I'm cheating a little bit by including When Willie Comes Marching Home/Up the River (1950/1930) in my blog - I didn't get it from Netflix, I bought it from the cut-out DVD bin at the 7-11. Still, they were on my Netflix queue...
Both were directed by John Ford. Up the River is an oddball prison flick. Humphrey Bogart is a prison trustie who falls in love with a woman prisoner as he processes her in. When he is paroled, he gets caught up in a financial fraud, and it takes two of his friends from the joint, Spenser Tracy and William Hymer, to get him out of it. They need to escape from prison, then get back in before the big prison baseball game.
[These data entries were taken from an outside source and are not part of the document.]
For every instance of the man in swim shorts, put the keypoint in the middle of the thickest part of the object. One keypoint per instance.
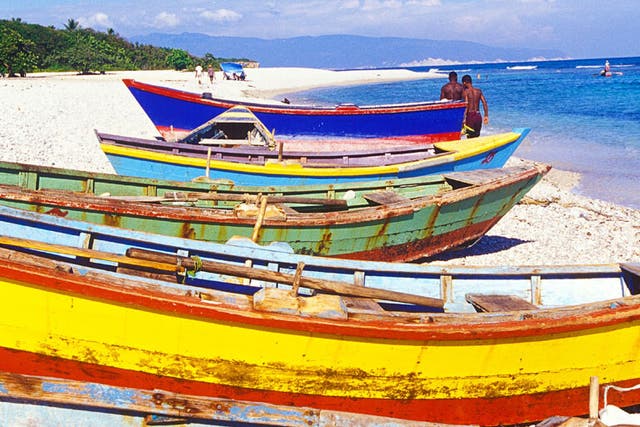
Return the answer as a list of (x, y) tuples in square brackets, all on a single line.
[(452, 90), (473, 119)]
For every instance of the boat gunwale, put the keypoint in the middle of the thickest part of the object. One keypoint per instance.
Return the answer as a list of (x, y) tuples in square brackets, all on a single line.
[(289, 109)]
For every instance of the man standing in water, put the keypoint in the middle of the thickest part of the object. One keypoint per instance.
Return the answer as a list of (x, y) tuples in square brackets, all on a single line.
[(452, 90), (473, 118)]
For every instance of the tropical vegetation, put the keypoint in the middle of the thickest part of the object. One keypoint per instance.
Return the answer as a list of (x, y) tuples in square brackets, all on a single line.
[(26, 48)]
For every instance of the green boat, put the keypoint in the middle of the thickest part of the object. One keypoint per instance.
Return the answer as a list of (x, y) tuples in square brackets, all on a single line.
[(394, 220)]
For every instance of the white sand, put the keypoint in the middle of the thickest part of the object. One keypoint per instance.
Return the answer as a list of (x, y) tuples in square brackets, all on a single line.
[(49, 119)]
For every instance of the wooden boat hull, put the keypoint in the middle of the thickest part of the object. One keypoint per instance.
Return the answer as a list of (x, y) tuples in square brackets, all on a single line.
[(51, 401), (174, 111), (178, 162), (487, 369), (402, 229), (543, 286)]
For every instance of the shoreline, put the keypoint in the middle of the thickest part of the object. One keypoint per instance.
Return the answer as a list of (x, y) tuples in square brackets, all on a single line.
[(49, 119)]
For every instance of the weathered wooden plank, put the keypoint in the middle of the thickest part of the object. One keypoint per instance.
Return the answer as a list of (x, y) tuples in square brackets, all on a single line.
[(385, 197)]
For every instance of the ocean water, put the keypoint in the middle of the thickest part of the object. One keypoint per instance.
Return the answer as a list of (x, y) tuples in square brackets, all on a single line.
[(580, 122)]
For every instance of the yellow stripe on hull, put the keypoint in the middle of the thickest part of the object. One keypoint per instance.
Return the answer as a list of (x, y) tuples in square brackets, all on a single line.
[(117, 335)]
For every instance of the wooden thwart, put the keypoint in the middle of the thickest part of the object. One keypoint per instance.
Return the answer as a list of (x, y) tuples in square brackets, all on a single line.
[(222, 197), (385, 197), (166, 262), (492, 303), (279, 277)]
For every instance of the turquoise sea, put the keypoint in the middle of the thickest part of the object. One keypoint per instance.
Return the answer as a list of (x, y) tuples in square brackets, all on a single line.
[(580, 122)]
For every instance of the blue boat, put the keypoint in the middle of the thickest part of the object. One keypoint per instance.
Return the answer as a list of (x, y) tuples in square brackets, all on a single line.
[(175, 111), (185, 162)]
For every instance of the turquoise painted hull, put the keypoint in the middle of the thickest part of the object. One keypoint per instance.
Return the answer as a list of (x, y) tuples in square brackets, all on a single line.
[(401, 230)]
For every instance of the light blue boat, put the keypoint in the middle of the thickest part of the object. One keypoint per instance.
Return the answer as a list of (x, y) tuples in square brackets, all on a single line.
[(186, 162)]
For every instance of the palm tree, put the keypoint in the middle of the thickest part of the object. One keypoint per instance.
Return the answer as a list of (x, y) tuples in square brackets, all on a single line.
[(72, 25)]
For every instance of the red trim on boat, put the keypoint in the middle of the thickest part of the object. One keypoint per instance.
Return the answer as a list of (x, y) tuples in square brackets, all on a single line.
[(481, 411)]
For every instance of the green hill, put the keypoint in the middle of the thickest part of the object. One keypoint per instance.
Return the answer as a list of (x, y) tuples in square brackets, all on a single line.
[(26, 48)]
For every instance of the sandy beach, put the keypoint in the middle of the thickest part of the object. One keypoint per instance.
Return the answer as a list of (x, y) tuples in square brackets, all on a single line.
[(49, 119)]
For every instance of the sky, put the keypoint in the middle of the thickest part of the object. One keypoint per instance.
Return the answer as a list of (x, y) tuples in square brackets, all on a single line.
[(578, 28)]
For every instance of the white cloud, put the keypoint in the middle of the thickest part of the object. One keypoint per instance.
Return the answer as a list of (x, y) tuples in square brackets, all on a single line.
[(221, 15), (97, 20), (166, 19), (370, 5)]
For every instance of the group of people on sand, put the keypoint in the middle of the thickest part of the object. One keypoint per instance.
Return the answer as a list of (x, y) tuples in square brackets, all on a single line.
[(472, 96), (210, 72)]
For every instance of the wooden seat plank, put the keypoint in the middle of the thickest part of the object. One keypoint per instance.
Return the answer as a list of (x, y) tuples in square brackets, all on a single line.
[(385, 197), (494, 303)]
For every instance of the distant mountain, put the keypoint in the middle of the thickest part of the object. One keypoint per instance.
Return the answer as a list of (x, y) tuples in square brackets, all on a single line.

It's all a bit of a muddle, but it is interesting to see a young Bogey as a mostly innocent noble naif.
When Willie Comes Marching Home is also a bit of a mess, but a fun one. It stars Dan Dailey as an ordinary guy in an ordinary town. When the Japanese bomb Pearl Harbor, he is the first to volunteer, making him a hometown hero. But when he is stationed stateside in that same hometown, people start to get tired of him hanging around. They want him fighting overseas. He wants to fight overseas. But Uncle Sam needs him at home, training gunners.
The first three acts are fine - there's a bit of a Preston Sturges, Hail the Conquering Hero/Miracle of Morgan's Creek feel. Remember that the war is fought at home, too - that sort of thing. Dailey's induction and basic training have a nice documentary feel, which is not surprising considering Ford's WWII documentary work.
But in the fourth act, Dailey gets a sudden chance to fight overseas, but he has to leave immediately. He fouls up and gets stuck in occupied France, meets up with a beautiful fighter, and is sent back with valuable intelligence - after being plied with booze in a make-believe wedding. His trip back to London and Washington involves no sleep and more booze to keep him going, and he winds up back in his hometown just 4 days after he left, drunk and exhausted. And do his friends and family believe that he is now a hero?
People say that Ford has no touch for comedy, and that's fair. But the slow, lazy pace of the first part, then the sudden jolt of acceleration, is very bracing. You're thrown into a new movie, and it is quite exhilarating, and a special kind of funny.
Neither of these movies are "classics", except in the sense that they are black-and-white movies made by a recognized master. River is a nice chance to see young Bogart and Tracy. And Willie is just plain fun.